In product design, there is always a tradeoff between usability and customizability. The more options you give the consumer, the more confused they will get and, invariably, screw things up. Except for a small minority of techheads, the vast majority wants to "keep it simple".

Here is the new economic reality that still escapes most of the industry: computing devices are disposable turnkey devices now. People buy an mp3 player to listen to music, a mobile phone to make calls and a netbook or touchpad to surf the net -- even though one device could do all three functions.

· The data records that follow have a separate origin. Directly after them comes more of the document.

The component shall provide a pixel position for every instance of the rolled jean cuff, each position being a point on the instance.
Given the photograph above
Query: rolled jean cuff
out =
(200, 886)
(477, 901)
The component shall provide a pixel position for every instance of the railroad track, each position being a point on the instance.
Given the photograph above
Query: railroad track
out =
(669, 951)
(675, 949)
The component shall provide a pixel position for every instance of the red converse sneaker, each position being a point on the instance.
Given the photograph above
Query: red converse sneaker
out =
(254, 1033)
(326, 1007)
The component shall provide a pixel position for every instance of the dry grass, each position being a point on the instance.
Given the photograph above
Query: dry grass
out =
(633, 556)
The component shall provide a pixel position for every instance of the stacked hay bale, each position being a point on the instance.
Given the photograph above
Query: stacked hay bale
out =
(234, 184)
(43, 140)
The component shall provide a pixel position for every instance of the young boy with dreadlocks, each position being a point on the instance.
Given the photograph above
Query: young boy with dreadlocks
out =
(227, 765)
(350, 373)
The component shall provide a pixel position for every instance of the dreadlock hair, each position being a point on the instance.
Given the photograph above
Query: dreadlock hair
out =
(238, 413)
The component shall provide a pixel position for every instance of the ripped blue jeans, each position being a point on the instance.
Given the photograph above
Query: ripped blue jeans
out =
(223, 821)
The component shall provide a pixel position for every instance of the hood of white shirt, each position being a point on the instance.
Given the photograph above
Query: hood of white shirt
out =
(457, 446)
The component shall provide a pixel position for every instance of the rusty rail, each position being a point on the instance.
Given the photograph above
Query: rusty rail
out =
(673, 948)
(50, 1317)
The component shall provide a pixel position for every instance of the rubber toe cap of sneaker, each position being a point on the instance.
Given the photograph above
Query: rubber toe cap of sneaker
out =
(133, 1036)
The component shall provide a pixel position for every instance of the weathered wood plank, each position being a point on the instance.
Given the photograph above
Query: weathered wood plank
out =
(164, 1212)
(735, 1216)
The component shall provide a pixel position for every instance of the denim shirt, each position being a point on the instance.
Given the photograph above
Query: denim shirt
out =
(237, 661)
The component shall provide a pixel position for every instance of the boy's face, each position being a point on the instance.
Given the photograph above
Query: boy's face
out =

Apple has figured that out and they will keep laughing all the way to the bank until the rest of the industry "Gets It".
 
@Developereo,
I am sorry if I misunderstood you.
Yes, Apple laughs all the way to the bank--like the robber-barons of some decades ago did. But that does not make it 'right'. Apple stifles competition and innovation by its approach. Despite all nasty, vile, and mostly untrue propaganda against Microsoft it is Microsoft which is supposed to hold more patents. As I wrote above, my wife's Toshiba laptop from two years ago running Vista, bought for $400 only, keeps going fine. I would have been a dumb-a$$ to have succumbed to a 'brand name' loyalty of a cult and lose money.
I am still going to resist targeting the person of Jobs. Let him rest in peace. It is Microsoft whose CEO retired in grace and devoted his and wife's time to founding one of the best charities in the world. Jobs was never known for such. And his followers are all too often part of a materialist, Narcissistic, evangelical cult. Yesterday there were so many Comments in NY Times. Any sensible person could have puked from that gushing. One remark was something: '..after Jesus and Buddha, Jobs was the...' (some saintly words).
And, yes, I 'get' it: Simpler things make it easier for people. But really doubt the competition's interface is that complicated. After all, a BILLION computers run Windows. The world would crawl to a halt if they were that bad or complicated. For example, even a Developer Preview of Windows 8 looks easy to use. It is the marketing, the lies, the cult's free propaganda machine which makes Apple and its stockholders laugh their way to the banks; that is the essential cause. Not some 'easy' interface. Not some 'it works' blah blah. Poor customers don't know they just paid 2x or 3x for something which most of the time the competition can provide as well.
 
two years ago when he had a liver transplant the doctors told him the median survival rate after this is about two years. It's really something when you know have this short of time left in this world and you go on about your life day to day, getting closer to "that" time. It's really something. In the end, his billions of dollars couldn't save him from death.